I’m unsure if it’s just a natural condition of aging, that one feels that the “centre cannot hold” (or, more prosaically, that things are going to hell in a hand basket), but things feel tenuous, house-of-card-sy.  Fiscally, for sure, post-2008 (which showed even money market funds aren’t secure).  Politically, obviously. Environmentally. Drug-wise.
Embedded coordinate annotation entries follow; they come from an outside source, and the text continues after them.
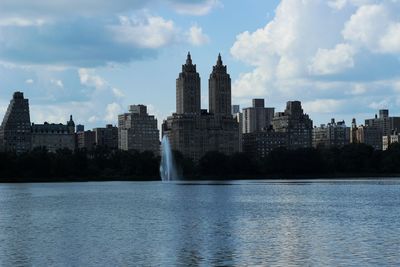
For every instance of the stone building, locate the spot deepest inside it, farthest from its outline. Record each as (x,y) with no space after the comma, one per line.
(137,130)
(387,140)
(384,123)
(193,131)
(107,137)
(86,140)
(297,125)
(369,135)
(334,134)
(260,144)
(54,136)
(257,118)
(15,130)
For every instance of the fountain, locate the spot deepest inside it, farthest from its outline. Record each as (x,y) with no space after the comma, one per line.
(168,170)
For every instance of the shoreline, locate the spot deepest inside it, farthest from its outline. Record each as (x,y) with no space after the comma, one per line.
(341,177)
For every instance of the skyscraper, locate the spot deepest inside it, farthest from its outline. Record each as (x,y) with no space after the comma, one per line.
(296,124)
(137,130)
(257,118)
(194,132)
(15,130)
(219,90)
(188,89)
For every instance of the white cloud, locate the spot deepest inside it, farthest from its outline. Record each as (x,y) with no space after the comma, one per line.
(383,104)
(89,77)
(326,54)
(117,92)
(197,37)
(322,106)
(197,9)
(147,32)
(112,111)
(21,22)
(58,83)
(332,61)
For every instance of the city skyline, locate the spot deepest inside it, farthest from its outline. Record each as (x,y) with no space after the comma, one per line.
(351,70)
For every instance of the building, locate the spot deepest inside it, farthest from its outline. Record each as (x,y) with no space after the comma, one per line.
(86,140)
(193,131)
(297,125)
(107,137)
(235,109)
(15,130)
(369,135)
(54,136)
(137,130)
(387,140)
(384,123)
(260,144)
(258,117)
(80,128)
(334,134)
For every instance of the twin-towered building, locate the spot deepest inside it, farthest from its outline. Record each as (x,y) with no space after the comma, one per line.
(194,131)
Idols are being smashed, the handy definition of which being anything that “I can control that will meet my needs.” There’s a confluence at work and it’s writ large in tragic script of the local obits.

Part of me looks at the dysfunction and wonders, “how long?” And yet another part looks at Detroit and thinks, “the Tigers still exist; we’ll muddle through, we always have.” The Christian view is that resurrection follows every death or decline and that “children are an act of optimism—sheer belief that the future will outshine the present.” 

From a Salman Rushdie (“The Golden House”) at the fools’ gold the Boomers discovered:
[They] grew up in fantasyland, the last generation in full employment, the last age of sex without fear...but somehow in their years in the fairy tale had... given them the conviction that by their own direct actions they could change and improve the world, and allowed them to eat the apple of Eden, which gave them the knowledge of good and evil, without falling under the spell of that spiraling Jungle Book Kaa-eyes of the fatal trust-in-me Snake... Whereas now horror was spreading everywhere at high speed and we closed our eyes or appeased it. 
Seems there’s something for everyone these days, dystopian-wise. The environmentalists, the politicians, families, Christians, economists, schoolteachers, health care pros, dog-catchers (“Dogs and cats, living together..”), even (especially) this Pope, who, like the dog who caught the car, now isn’t sure what he wants to do with it.